Accumulating evidence suggest the FGSCs niche is the key link to ovarian failure. The FGSCs niche might be more important than aging of FGSCs themselves. The niche of ovaries in mammals maybe includes follicular membrane-stromal cells, granulosa cells, extracellular matrix, blood vessels, immune system-related cells and cytokines. Transplanting niche cells (mainly refer to Sertoli or mesenchymal cells) can regenerate the non-functional gonads, and this approach has resulted in the birth of fertile offspring in mice. The stem cell niche, combined with exogenous microenvironment alterations, such as changes from oxygen tension, temperature, hormones or cytokines from blood supplement, results in restricted self-renewal, senescence, skewed differentiation and compromised regeneration.

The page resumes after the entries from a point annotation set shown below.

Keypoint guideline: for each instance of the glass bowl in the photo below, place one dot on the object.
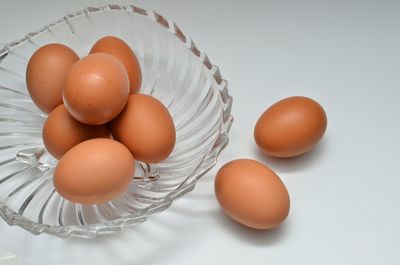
(174, 70)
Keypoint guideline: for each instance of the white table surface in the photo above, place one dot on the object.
(345, 194)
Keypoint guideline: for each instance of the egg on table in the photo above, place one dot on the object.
(252, 194)
(290, 127)
(94, 171)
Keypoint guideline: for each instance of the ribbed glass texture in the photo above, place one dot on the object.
(174, 70)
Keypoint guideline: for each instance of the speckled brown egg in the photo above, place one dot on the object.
(290, 127)
(61, 132)
(252, 194)
(121, 50)
(146, 128)
(96, 89)
(94, 171)
(46, 72)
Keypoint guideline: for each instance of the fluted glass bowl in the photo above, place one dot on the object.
(174, 70)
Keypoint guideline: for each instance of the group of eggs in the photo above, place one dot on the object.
(250, 192)
(98, 123)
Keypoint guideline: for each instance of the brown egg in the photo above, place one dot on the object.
(146, 128)
(121, 50)
(94, 171)
(96, 89)
(46, 72)
(290, 127)
(252, 194)
(61, 132)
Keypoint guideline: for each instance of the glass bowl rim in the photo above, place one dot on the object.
(209, 161)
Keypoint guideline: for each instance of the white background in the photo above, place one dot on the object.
(345, 194)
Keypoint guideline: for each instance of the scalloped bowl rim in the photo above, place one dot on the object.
(209, 161)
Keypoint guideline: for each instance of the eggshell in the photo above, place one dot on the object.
(94, 171)
(46, 72)
(61, 132)
(146, 128)
(121, 50)
(96, 89)
(252, 194)
(290, 127)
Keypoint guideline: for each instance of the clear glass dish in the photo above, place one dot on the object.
(174, 70)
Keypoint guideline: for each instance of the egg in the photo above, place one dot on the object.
(121, 50)
(61, 132)
(45, 73)
(290, 127)
(94, 171)
(252, 194)
(146, 128)
(96, 89)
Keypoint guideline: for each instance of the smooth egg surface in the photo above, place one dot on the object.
(45, 74)
(61, 132)
(146, 128)
(96, 89)
(252, 194)
(290, 127)
(121, 50)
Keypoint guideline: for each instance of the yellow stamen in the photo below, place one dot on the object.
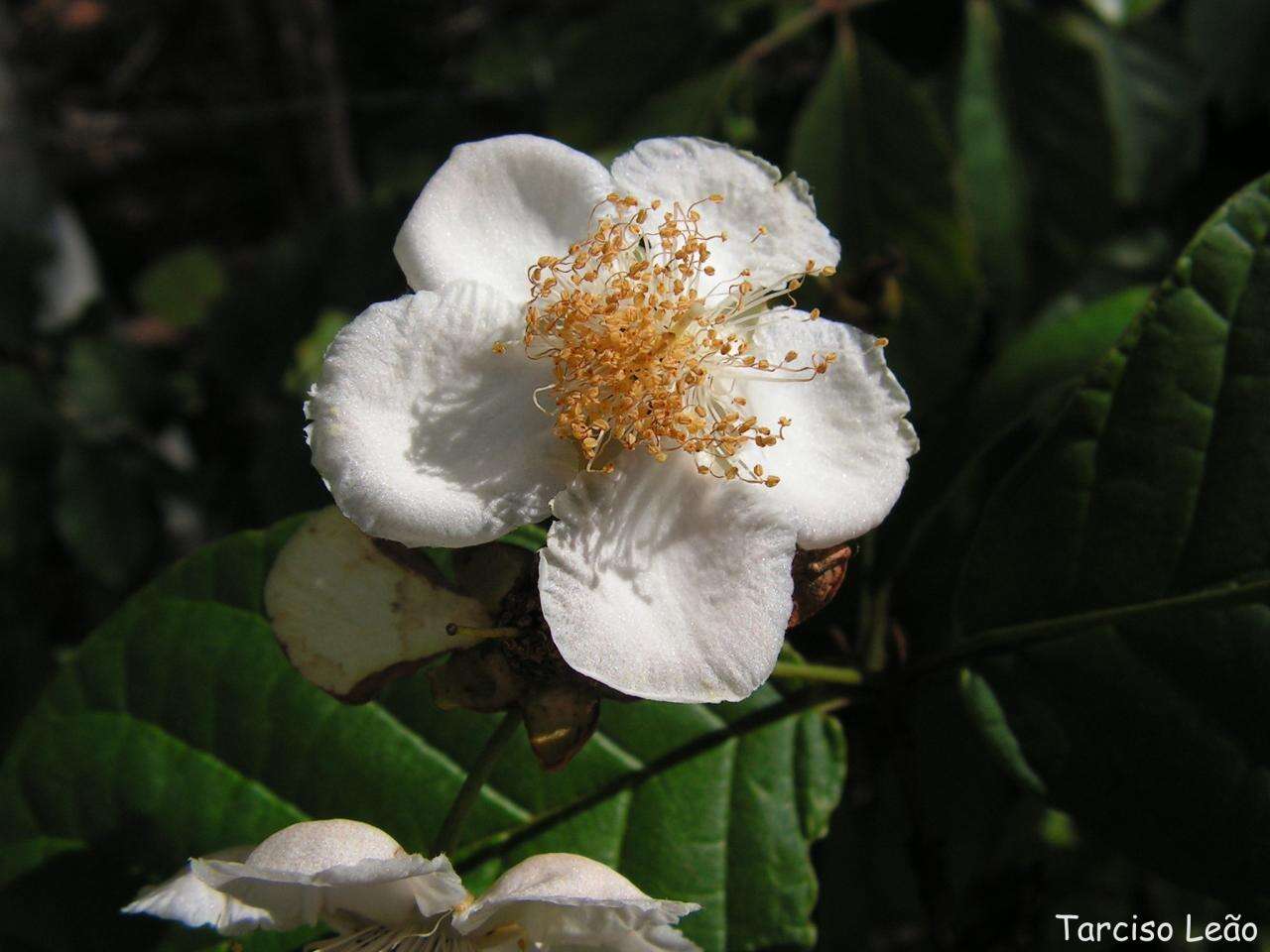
(647, 349)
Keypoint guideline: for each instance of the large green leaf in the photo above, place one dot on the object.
(993, 173)
(875, 151)
(1044, 363)
(1152, 484)
(181, 729)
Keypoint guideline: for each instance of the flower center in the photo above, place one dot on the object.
(379, 938)
(648, 345)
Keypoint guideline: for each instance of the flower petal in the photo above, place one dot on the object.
(754, 194)
(341, 873)
(425, 434)
(349, 619)
(494, 207)
(666, 584)
(566, 900)
(187, 898)
(844, 458)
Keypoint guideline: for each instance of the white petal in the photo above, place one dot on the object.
(666, 584)
(494, 208)
(341, 873)
(566, 900)
(425, 434)
(688, 171)
(349, 617)
(187, 898)
(844, 460)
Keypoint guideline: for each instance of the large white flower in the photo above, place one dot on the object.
(619, 349)
(357, 880)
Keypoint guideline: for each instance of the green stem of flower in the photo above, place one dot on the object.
(476, 775)
(826, 673)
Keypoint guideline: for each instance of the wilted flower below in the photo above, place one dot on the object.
(357, 880)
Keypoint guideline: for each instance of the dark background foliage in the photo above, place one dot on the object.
(1010, 179)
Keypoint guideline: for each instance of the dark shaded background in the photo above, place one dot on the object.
(239, 172)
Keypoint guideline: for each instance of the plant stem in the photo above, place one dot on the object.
(826, 673)
(500, 843)
(476, 775)
(1012, 638)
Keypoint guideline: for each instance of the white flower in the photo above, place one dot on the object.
(357, 880)
(619, 349)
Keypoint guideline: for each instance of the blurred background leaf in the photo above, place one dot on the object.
(195, 197)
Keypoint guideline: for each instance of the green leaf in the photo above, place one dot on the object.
(310, 350)
(993, 175)
(1046, 362)
(104, 515)
(870, 143)
(1230, 37)
(1121, 12)
(178, 728)
(1148, 728)
(182, 287)
(1107, 118)
(28, 425)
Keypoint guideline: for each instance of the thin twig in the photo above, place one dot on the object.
(476, 775)
(825, 673)
(506, 841)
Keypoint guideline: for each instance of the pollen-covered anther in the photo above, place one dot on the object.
(648, 347)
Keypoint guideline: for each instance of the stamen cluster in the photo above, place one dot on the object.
(644, 356)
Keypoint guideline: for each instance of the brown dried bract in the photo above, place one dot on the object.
(818, 574)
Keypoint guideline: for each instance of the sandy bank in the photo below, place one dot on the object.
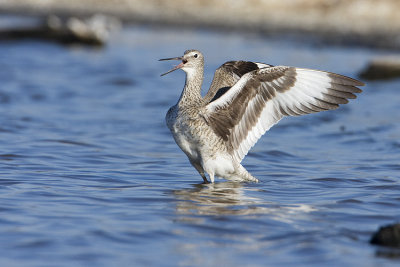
(374, 23)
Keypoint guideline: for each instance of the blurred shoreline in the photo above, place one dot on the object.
(369, 23)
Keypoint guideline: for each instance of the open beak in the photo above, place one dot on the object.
(180, 65)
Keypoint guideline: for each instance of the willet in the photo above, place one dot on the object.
(244, 101)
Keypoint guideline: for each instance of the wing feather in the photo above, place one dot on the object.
(263, 96)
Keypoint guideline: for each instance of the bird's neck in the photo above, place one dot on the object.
(191, 94)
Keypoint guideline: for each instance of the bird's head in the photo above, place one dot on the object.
(190, 61)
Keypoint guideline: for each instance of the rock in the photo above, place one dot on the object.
(382, 69)
(94, 30)
(388, 235)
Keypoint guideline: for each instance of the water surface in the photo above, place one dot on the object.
(90, 175)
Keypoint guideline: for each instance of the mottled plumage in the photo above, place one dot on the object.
(244, 101)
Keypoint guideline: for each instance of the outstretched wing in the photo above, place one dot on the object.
(262, 97)
(227, 75)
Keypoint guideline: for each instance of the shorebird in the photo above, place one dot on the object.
(244, 101)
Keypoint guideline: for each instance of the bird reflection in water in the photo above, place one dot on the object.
(231, 198)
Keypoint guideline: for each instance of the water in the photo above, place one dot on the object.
(90, 175)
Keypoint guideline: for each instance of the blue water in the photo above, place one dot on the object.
(90, 176)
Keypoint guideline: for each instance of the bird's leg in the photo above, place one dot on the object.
(204, 178)
(200, 170)
(211, 177)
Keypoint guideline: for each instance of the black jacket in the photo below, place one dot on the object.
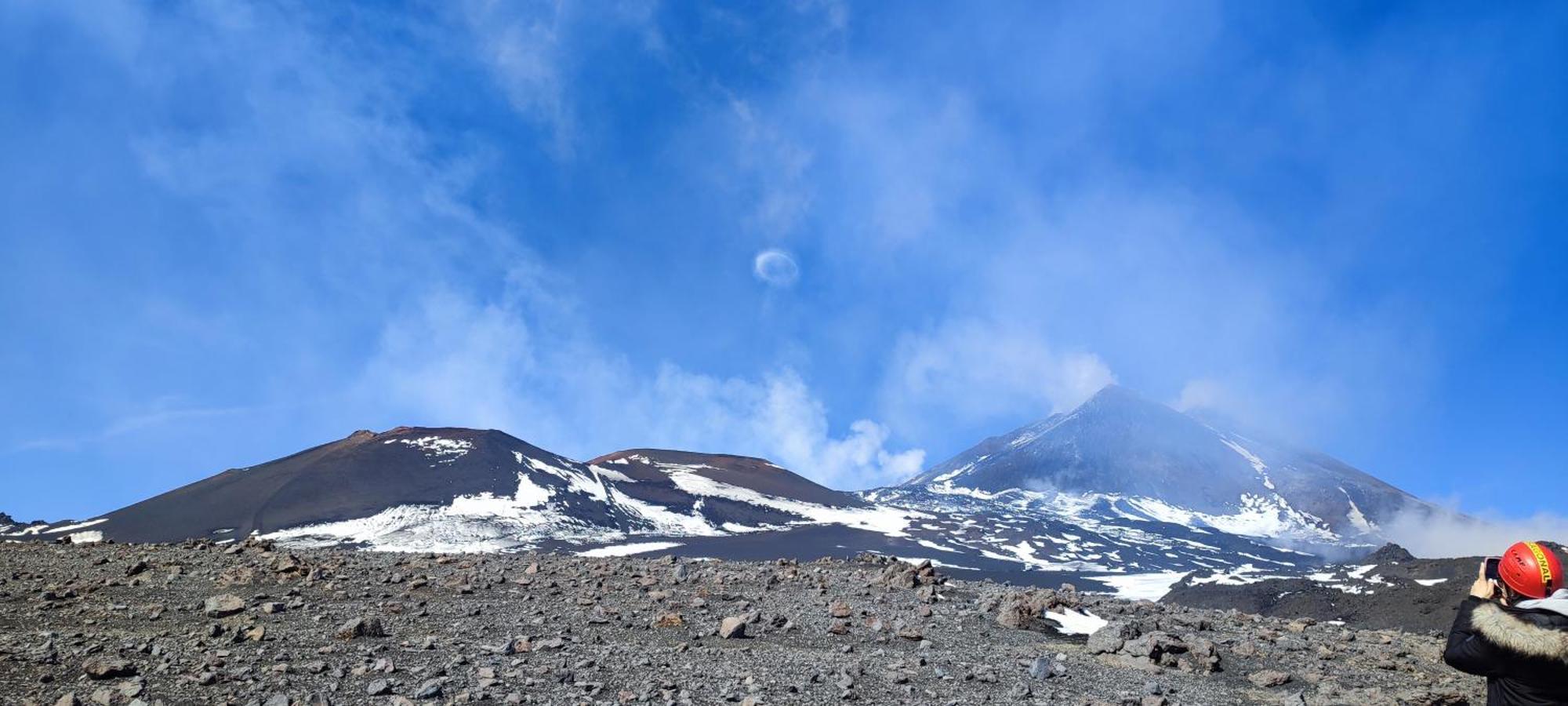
(1522, 653)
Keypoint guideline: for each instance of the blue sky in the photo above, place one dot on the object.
(233, 231)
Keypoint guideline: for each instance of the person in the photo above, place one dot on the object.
(1514, 630)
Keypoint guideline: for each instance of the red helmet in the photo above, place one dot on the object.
(1531, 569)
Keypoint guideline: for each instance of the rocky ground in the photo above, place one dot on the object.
(261, 625)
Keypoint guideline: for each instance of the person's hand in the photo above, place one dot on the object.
(1484, 588)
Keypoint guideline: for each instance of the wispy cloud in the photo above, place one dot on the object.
(526, 366)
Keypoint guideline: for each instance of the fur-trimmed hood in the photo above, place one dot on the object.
(1542, 635)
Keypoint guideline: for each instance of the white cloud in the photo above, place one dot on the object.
(524, 368)
(1450, 534)
(976, 371)
(775, 267)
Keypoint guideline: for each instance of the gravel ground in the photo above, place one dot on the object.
(260, 625)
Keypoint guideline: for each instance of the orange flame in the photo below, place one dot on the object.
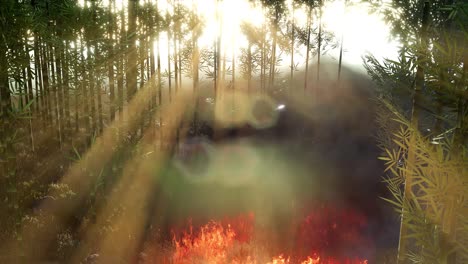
(231, 241)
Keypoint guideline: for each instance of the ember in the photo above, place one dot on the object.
(236, 240)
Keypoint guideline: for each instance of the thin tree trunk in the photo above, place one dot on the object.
(169, 75)
(176, 34)
(319, 46)
(66, 87)
(306, 76)
(132, 70)
(110, 67)
(292, 49)
(273, 53)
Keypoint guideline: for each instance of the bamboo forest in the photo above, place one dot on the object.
(234, 131)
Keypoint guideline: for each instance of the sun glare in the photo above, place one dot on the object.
(360, 31)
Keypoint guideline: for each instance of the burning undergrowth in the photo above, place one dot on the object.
(324, 235)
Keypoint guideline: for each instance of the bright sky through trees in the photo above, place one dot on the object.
(362, 32)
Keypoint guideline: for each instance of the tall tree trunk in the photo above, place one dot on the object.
(66, 87)
(120, 67)
(110, 68)
(159, 65)
(59, 81)
(319, 46)
(84, 86)
(77, 86)
(273, 52)
(175, 37)
(39, 105)
(5, 96)
(292, 49)
(306, 76)
(132, 70)
(6, 146)
(53, 96)
(249, 67)
(169, 73)
(340, 60)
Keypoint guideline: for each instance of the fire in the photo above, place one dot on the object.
(234, 241)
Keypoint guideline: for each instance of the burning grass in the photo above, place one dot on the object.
(327, 236)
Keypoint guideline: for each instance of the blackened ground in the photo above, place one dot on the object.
(319, 152)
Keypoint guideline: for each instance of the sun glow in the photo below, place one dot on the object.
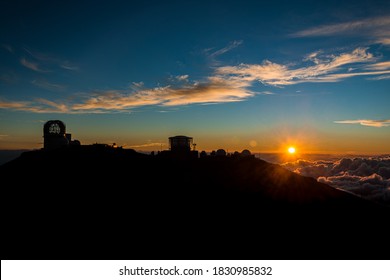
(291, 150)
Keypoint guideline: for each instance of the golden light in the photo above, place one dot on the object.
(291, 150)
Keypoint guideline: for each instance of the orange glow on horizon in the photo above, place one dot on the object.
(291, 150)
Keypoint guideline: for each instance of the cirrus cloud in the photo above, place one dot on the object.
(374, 123)
(376, 28)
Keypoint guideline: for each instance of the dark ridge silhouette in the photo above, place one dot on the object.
(99, 202)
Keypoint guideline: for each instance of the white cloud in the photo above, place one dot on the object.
(215, 90)
(374, 123)
(147, 145)
(376, 28)
(230, 46)
(383, 77)
(182, 78)
(323, 71)
(367, 177)
(225, 84)
(39, 105)
(31, 65)
(42, 83)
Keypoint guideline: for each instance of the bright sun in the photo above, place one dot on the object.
(291, 150)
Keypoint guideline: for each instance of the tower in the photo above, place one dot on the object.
(54, 135)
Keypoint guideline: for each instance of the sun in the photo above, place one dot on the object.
(291, 150)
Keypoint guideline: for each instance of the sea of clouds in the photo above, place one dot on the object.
(368, 177)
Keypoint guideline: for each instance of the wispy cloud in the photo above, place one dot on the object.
(51, 61)
(8, 48)
(323, 70)
(182, 78)
(42, 83)
(225, 84)
(376, 28)
(39, 105)
(31, 65)
(212, 54)
(374, 123)
(232, 45)
(384, 77)
(216, 90)
(147, 145)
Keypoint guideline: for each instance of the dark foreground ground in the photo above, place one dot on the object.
(103, 203)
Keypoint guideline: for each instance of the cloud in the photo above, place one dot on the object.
(31, 65)
(367, 177)
(8, 48)
(215, 90)
(384, 77)
(182, 78)
(225, 84)
(51, 61)
(232, 45)
(66, 65)
(39, 105)
(271, 73)
(374, 123)
(376, 28)
(147, 145)
(42, 83)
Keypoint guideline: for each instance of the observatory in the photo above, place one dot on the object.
(180, 144)
(180, 147)
(55, 136)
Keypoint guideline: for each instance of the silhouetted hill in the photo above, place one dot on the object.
(149, 206)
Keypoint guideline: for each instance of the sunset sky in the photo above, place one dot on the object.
(258, 75)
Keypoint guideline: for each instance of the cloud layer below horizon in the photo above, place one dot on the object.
(365, 177)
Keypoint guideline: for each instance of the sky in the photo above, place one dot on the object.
(258, 75)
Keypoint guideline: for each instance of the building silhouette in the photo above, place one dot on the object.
(55, 136)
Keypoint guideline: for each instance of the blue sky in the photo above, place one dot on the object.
(261, 75)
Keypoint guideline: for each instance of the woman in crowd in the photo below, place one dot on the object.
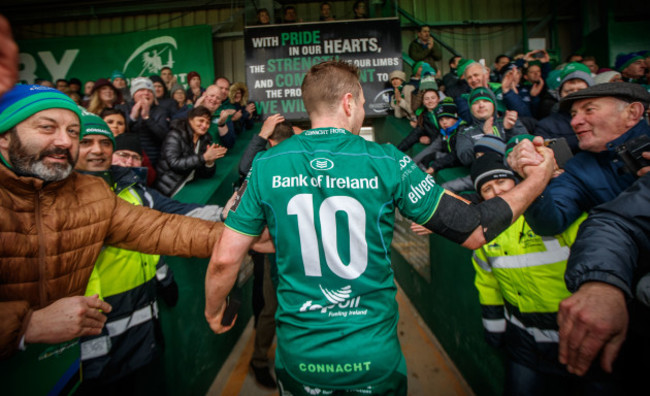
(116, 121)
(181, 105)
(187, 152)
(238, 96)
(162, 95)
(426, 127)
(103, 95)
(195, 90)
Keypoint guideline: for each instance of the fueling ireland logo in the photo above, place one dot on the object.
(150, 57)
(341, 303)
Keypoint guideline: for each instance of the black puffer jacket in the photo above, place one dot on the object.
(152, 131)
(178, 158)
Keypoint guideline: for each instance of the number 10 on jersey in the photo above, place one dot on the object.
(302, 206)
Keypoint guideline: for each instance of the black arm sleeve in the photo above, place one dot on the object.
(456, 220)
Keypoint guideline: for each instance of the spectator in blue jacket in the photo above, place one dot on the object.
(575, 77)
(603, 117)
(609, 272)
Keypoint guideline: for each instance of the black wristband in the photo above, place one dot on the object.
(496, 217)
(454, 219)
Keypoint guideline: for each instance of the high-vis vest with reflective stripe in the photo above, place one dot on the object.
(125, 279)
(524, 272)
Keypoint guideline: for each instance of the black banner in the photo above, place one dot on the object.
(278, 56)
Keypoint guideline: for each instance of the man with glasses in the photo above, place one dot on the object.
(129, 281)
(424, 49)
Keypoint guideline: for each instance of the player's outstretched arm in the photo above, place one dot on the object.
(221, 275)
(473, 226)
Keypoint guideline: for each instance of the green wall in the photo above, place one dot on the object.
(193, 353)
(449, 303)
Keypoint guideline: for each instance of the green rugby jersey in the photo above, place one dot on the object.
(328, 198)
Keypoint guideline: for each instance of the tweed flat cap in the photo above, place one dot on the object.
(628, 92)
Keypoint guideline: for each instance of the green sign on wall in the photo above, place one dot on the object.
(134, 54)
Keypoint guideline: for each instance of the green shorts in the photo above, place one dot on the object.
(395, 384)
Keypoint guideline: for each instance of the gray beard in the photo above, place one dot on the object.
(25, 163)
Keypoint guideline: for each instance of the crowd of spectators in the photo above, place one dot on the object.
(592, 117)
(491, 122)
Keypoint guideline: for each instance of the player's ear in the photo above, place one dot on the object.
(347, 104)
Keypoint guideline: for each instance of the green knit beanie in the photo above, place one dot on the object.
(23, 101)
(462, 65)
(482, 93)
(94, 125)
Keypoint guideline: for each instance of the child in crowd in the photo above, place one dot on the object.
(440, 154)
(485, 122)
(238, 96)
(400, 99)
(425, 127)
(520, 281)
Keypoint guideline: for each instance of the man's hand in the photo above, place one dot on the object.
(525, 153)
(229, 204)
(200, 100)
(545, 170)
(507, 82)
(214, 320)
(269, 125)
(645, 169)
(420, 230)
(214, 152)
(135, 111)
(223, 117)
(8, 57)
(510, 119)
(66, 319)
(595, 318)
(537, 87)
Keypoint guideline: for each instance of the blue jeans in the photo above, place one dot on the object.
(524, 381)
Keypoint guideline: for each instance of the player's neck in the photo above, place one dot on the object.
(330, 122)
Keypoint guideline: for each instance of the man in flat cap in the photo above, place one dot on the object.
(603, 117)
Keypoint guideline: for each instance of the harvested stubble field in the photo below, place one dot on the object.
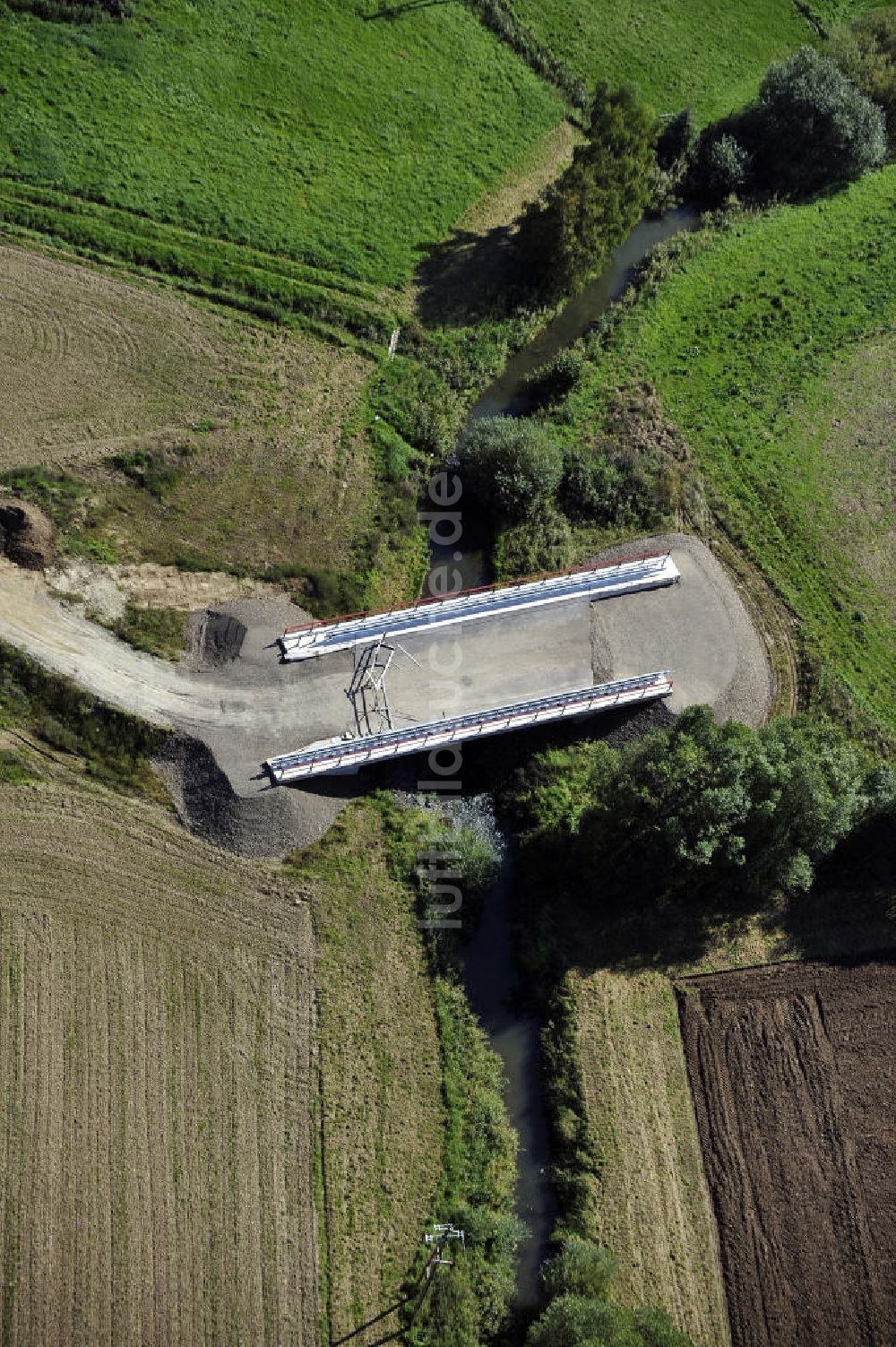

In the exogenous microenvironment, special focus has to be placed on the role of hypoxia in inducing and accelerating stem cell aging. Hypoxia, the unbalance between oxygen supply and demand, is the primary culprit of oxidative stress and chronic inflammation. Unfortunately, ovary is a deeply hypoxic organ due to it's unique structure and cell composition. On the one hand, with the growth and progression of follicular oocytes and the proliferation and division of granulosa cells, the oxygen demand gradually increases. On the other hand, continuous ovulation results in the increase of fibrous connective tissue and the significant reduction of blood vessels in the ovary, which leads to the decrease of oxygen supply in the ovary, and the decrease of blood vessels and blood supply in the ovary with the increase of age. In addition, chronic, low-grade inflammatory response caused by repeated ovulation and the accompanying oxidative stress aggravate the imbalance between supply and demand, resulting in low oxygen concentration in the ovary. This may be the important reason that the speed of ovarian aging should be faster than other organs.
In summary, exploring the mechanism of FGSCs aging is helpful in solving female infertility fundamentally in clinical practice. Rebuilding niches of FGSCs, regulation of immune dysfunction, anti-inflammation, and oxidative stress remission are expected to restore or replenish FGSCs, ultimately to delay ovarian aging.
What are people waiting for to start clinical trials? It seems a mature technology in mice.